Researchers uncover WhatsApp vulnerability affecting 3.5 billion users

New Delhi: A major security vulnerability in WhatsApp reportedly exposed the personal details of nearly 3.5 billion users, according to research by the University of Vienna.

The researchers identified a weakness in WhatsApp’s contact discovery feature that allowed them to systematically check phone numbers and confirm active accounts on a massive scale. They generated over 100 million queries per hour using an automated method, ultimately gathering information from users in 245 countries.

Although the data accessed was limited to information already publicly visible to anyone with a phone number, such as profile photos, public keys, "about" text, and timestamps, the researchers noted that these fragments could reveal additional insights, including a user’s operating system, account age, and the number of linked devices.

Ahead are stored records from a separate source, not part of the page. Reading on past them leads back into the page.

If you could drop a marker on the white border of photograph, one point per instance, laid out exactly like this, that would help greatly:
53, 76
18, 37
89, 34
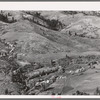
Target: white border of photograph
48, 6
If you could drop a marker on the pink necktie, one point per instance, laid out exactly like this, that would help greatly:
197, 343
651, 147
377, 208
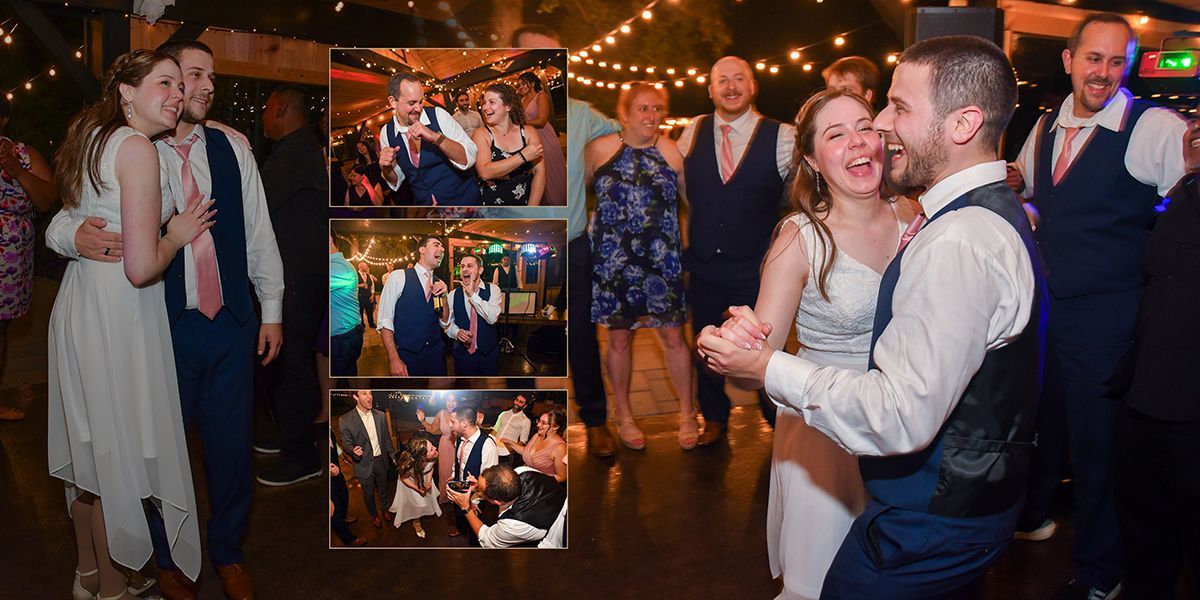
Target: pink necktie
1060, 166
204, 257
911, 232
726, 154
474, 328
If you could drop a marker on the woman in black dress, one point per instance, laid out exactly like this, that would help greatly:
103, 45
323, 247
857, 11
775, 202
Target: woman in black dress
511, 172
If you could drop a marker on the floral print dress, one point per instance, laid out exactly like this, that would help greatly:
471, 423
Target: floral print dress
636, 274
16, 243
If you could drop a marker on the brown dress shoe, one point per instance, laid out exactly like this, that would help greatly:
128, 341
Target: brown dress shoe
600, 442
175, 586
713, 433
235, 582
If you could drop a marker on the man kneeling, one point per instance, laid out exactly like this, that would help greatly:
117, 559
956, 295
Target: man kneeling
531, 505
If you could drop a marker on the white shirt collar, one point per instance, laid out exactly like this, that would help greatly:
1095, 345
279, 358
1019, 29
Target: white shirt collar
1111, 117
947, 190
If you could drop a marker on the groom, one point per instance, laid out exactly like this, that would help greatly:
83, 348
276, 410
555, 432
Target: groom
943, 420
213, 323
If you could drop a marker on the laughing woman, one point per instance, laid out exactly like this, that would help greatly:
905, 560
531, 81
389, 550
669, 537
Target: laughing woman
115, 427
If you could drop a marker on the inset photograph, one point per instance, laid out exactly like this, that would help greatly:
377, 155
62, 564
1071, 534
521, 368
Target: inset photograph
462, 468
437, 298
448, 127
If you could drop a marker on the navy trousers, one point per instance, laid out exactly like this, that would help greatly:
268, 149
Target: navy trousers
898, 555
475, 365
1085, 340
431, 361
214, 360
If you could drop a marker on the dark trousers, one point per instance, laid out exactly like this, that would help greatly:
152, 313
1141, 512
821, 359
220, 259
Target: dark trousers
341, 498
430, 361
214, 361
1158, 491
297, 394
376, 480
582, 349
709, 299
481, 364
1085, 340
899, 555
343, 353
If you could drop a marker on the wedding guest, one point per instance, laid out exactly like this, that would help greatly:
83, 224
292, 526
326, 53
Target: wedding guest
547, 449
27, 185
101, 401
637, 280
529, 502
539, 114
1096, 167
435, 155
737, 161
367, 442
511, 171
298, 196
417, 493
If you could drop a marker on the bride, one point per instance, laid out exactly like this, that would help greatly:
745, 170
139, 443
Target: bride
822, 270
115, 429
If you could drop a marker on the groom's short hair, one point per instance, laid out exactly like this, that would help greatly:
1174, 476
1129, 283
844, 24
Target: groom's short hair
967, 71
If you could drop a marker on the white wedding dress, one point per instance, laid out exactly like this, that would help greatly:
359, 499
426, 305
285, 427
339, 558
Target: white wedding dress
815, 487
115, 424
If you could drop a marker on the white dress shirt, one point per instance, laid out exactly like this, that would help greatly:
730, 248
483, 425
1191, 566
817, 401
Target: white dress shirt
489, 310
1155, 155
514, 426
263, 262
450, 129
369, 423
965, 288
385, 311
510, 532
739, 138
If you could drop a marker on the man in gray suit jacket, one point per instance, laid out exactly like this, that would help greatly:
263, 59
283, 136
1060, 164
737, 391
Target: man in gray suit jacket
365, 439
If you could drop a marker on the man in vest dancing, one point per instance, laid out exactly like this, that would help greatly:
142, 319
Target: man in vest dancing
943, 419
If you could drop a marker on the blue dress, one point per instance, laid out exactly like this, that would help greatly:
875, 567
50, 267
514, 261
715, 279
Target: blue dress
636, 274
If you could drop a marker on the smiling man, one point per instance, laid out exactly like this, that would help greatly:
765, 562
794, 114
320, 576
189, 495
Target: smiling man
943, 419
215, 330
736, 163
1095, 167
427, 148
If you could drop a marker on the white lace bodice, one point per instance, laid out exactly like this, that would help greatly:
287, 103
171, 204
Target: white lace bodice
106, 202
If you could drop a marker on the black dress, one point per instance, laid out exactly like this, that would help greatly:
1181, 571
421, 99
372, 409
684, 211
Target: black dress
511, 190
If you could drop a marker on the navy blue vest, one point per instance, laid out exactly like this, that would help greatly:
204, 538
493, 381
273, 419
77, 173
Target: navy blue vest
436, 178
1096, 221
485, 339
228, 237
414, 321
978, 462
474, 459
736, 216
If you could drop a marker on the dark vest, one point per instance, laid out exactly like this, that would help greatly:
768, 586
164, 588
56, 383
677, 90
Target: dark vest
978, 462
485, 339
507, 281
739, 215
436, 178
474, 460
414, 321
541, 499
1096, 221
228, 237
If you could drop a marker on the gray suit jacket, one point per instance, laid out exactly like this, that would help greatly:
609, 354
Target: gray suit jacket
354, 433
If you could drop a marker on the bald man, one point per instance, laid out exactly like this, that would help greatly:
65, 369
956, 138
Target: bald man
736, 163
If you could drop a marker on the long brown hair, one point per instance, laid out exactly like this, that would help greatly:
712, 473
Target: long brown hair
89, 131
810, 198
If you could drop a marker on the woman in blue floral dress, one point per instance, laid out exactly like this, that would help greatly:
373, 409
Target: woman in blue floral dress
636, 276
25, 185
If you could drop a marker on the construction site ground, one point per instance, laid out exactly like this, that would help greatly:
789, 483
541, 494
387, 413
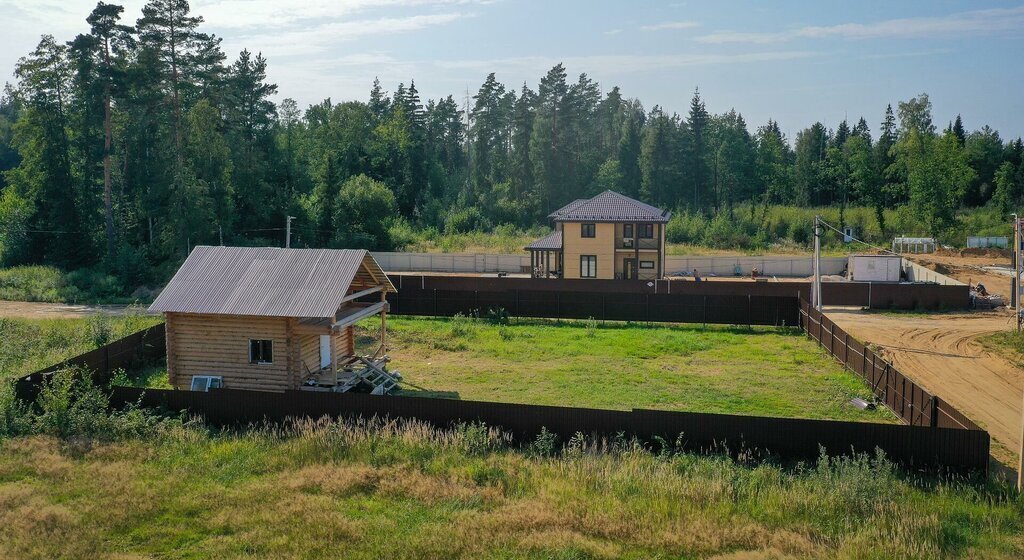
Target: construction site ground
943, 354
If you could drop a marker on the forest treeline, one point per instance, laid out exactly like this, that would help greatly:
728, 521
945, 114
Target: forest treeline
127, 144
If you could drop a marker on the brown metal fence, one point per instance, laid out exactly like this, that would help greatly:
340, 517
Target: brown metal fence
787, 438
875, 295
911, 403
707, 308
125, 353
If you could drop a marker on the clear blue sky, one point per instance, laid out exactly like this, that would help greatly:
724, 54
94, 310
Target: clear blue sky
795, 61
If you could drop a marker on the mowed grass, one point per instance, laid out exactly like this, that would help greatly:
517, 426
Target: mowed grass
357, 491
767, 372
28, 345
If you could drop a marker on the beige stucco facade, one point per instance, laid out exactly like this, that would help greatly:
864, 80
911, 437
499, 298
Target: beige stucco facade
613, 250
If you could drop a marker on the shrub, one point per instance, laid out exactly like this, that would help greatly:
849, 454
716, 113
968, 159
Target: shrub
101, 329
465, 220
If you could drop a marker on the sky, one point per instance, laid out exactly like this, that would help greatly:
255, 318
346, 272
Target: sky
795, 61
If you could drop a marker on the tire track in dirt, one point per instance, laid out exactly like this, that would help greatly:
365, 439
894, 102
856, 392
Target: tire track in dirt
942, 353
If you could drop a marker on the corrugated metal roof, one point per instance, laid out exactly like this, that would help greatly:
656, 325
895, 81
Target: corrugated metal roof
610, 206
264, 281
551, 241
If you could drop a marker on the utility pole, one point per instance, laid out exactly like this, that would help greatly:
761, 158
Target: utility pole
816, 288
1017, 269
1017, 298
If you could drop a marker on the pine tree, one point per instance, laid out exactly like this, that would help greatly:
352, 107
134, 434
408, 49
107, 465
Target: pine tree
697, 160
109, 44
168, 31
957, 129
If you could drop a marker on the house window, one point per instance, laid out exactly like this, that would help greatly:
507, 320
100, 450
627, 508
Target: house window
588, 266
260, 351
205, 383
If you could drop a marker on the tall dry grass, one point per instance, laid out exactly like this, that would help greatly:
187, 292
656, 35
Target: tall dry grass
379, 488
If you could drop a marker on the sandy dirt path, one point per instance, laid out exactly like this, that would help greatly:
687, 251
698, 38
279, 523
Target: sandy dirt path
32, 309
942, 353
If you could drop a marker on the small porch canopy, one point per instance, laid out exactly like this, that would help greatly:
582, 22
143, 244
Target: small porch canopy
546, 256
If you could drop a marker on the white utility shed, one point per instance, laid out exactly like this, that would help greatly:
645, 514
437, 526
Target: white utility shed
875, 267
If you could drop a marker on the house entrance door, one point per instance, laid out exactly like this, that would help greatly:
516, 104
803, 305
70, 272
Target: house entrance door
325, 351
630, 268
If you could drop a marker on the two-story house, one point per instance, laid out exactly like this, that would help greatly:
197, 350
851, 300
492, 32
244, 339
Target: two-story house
608, 237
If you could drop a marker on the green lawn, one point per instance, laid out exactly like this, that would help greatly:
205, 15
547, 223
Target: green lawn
769, 372
29, 345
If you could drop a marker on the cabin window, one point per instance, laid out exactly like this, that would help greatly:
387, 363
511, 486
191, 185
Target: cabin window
260, 351
588, 266
205, 383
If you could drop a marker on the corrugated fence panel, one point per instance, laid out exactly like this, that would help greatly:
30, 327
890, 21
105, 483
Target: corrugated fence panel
787, 438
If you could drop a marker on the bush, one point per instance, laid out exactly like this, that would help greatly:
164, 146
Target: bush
101, 329
465, 220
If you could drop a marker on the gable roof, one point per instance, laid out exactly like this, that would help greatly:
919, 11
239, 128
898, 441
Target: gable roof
265, 281
610, 207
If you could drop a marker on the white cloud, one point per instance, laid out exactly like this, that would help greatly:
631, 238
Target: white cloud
671, 26
968, 23
617, 63
256, 13
314, 39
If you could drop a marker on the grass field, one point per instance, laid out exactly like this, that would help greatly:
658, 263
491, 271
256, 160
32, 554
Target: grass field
769, 372
343, 490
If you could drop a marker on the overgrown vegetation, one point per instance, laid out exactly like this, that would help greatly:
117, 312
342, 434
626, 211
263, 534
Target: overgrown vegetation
763, 371
131, 483
29, 345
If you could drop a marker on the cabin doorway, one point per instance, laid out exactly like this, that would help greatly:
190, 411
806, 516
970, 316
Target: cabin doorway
325, 351
630, 268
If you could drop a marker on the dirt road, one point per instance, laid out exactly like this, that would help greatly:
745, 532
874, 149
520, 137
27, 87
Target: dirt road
31, 309
941, 352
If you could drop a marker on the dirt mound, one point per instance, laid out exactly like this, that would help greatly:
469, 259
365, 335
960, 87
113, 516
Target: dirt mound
986, 253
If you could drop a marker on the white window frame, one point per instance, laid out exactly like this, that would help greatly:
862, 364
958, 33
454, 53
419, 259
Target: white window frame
207, 383
260, 362
585, 269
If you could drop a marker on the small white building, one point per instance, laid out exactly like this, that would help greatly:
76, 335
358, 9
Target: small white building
875, 267
987, 243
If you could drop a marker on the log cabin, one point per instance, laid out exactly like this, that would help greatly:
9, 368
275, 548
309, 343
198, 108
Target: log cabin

The report highlighted that a similar warning was issued in 2017, when a researcher flagged the lack of limits on phone number checks, which allowed large-scale scraping. Despite that, the vulnerability persisted until the University of Vienna team demonstrated its potential for exploitation. During testing, they extracted 30 million U.S. phone numbers within the first 30 minutes.

Meta, WhatsApp’s parent company, acknowledged the researchers’ efforts in a statement to 9to5Mac. “We appreciate the researchers’ role in uncovering the vulnerability and credit them for identifying a novel enumeration technique that outsmarted our intended safeguards,” the company said.

Meta confirmed that the data had been securely deleted by the researchers and emphasised that it found no evidence of malicious exploitation. The company also said it had been working on advanced anti-scraping systems, and the study validated the effectiveness of these protections.